At Menlo, if a student is positive for COVID-19, they are recommended to join their classes over Zoom if they are capable of doing so. However, if a student is sick or cannot attend class for some other reason, some teachers allow the student to join over Zoom while other teachers have the student work asynchronously.
Upper School Director John Schafer announced that the protocol for Zoom is unresolved for now. While someone with COVID-19 is allowed to join over Zoom, it is still unclear whether or not a student can join over Zoom if they have a different problem. “We set up Zoom because of COVID-19 for students who were in isolation or unable to do work in person,” Schafer said. “Going forward, of course, we hope to move out of [hybrid learning], since now many students are not absent due to some kind of COVID-19 exposure. We’re not there yet.”
According to Schafer, there are challenges to teaching hybrid learning, especially when there are more students in class than on Zoom. “Back when we were all Zoom, there wasn’t a problem. We were designing our classes for Zoom teaching,” Schafer said. “But now, we’re designing our classes for in-person teaching, which is substantially different and, of course, substantially better.”
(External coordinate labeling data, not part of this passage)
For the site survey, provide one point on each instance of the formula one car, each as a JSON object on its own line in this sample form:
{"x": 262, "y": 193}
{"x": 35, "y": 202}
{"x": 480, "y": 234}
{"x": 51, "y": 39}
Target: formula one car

Upper School history teacher Matthew Nelson agreed with Schafer on the difficulties of teaching in a classroom while a few students are online. “It is extraordinarily difficult to teach in hybrid mode, but on top of that, hybrid mode where all the students but one are in the classroom [is even harder],” Nelson said. “I so easily forget the student who’s on Zoom. It’s really hard to develop lesson plans just for the one kid who’s on Zoom.”
Even though Nelson feels the difficulties of teaching a semi-hybrid class, he also believed that especially after COVID-19, the regulations from the past few years are still prevalent. “I guess with COVID-19, it’s set a precedent from an extraordinary circumstance of a pandemic, and so we made certain accommodations, and what we’re trying to do is retain students off of the accommodation so that school doesn’t just move into a permanent hybrid mode,” Nelson said.
Schafer emphasized the struggles of balancing online and in-person instruction. “I both want to support students who are staying home because we don’t want a potential infectious student coming onto campus,” Schafer said. “But I also want to steer as much of our instruction to the in-person instruction, which is the core of our program.”
Schafer proposed the idea of setting up minimally interactive classes for students who stay at home. “I would like to maybe set up class in sort of a passive way by maybe letting students who are at home watch class,” Schafer said. He mentioned having students just listen to the class and participate a little without the teacher needing to change their lesson plan.
This idea is similar to the practices of mathematics teacher Sujata Ganpule. “I, by default, go on Zoom [for every class] because I use it to project things during class. So if there’s a student there on Zoom, I just check in with them, but I’m not really teaching them,” Ganpule said. “I just [make sure they] listen to what’s going on and look at the schedule, and I tell them to let me know if they have questions.”